SOSTAC is a marketing model developed by PR Smith in the 1990s and later formalized in his 1998 book Marketing Communications, the subsequent series of SOSTAC Guides to your Perfect Plan (2011) and the SOSTAC Guide to your Perfect Digital Marketing Plan (2020) and now the SOSTAC Guide to your Perfect Digital Marketing Plan 2025, (the AI Edition). SOSTAC was voted in the Top 3 Business Models worldwide by the Chartered Institute of Marketing. PR Smith explains SOSTAC in 3 minutes, on video at SOSTAC.org where professionals can become SOSTAC Certified Planners. Alternatively PRSmith.org/sostac contains more insights into SOSTAC.

SOSTAC is an acronym for Smith's six fundamental facets of marketing: situation, objectives, strategy, tactics, action and control.

SOSTAC contains a general marketing strategy which can be applied in various commercial situations. It includes an in-depth SWOT analysis, which helps businesses get ready for marketing campaigns; the main difference is that SOSTAC also focuses on the implementation stages of the process, on marketing communications and now, digital marketing.

The structure of SOSTAC is a simple logic that builds on an in-depth Situation Analysis which informs subsequent decisions made about strategy and tactics. Its logic can enable better decision making and therefore better plans .

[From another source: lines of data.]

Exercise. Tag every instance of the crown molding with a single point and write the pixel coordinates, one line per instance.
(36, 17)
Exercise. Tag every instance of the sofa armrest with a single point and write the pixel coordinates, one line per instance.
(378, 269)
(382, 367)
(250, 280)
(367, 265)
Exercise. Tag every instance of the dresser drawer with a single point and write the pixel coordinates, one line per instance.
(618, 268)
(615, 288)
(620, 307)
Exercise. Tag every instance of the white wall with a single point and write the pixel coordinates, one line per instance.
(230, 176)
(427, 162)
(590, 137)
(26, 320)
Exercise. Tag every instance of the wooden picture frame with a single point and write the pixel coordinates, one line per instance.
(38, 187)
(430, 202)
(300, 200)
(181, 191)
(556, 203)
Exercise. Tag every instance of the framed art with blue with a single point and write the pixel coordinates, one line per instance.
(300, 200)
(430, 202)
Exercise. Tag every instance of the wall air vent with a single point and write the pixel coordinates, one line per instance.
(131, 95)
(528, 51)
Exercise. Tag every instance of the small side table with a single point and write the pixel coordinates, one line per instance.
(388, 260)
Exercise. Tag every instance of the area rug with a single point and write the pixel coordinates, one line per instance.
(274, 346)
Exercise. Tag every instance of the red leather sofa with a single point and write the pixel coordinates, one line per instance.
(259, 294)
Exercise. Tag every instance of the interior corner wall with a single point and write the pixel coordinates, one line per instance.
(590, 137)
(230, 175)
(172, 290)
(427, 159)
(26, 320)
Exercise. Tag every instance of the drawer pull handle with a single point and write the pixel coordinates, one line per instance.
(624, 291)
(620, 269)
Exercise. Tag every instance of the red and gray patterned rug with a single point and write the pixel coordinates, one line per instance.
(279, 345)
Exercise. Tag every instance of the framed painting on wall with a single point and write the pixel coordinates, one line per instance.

Marketing experts have adapted SOSTAC to a number of specific situations, including direct marketing and electronic marketing. The steps in the process have also been adapted to the development of internet security systems and company business plans.

==Steps in SOSTAC==
- Situation assesses where a business is presently (where are you now?).
- Objectives set the mission or goals for the business (where do you want to be?).
- Strategy is an overview of how to achieve the objectives (how do you get there?).
- Tactics are the details of strategy (e.g. the marketing mix) (how exactly do we get there?)
- Actions how do you ensure excellent execution of the plan. (what is our plan?)
- Control establishes how you know whether you are getting there (what do you monitor?).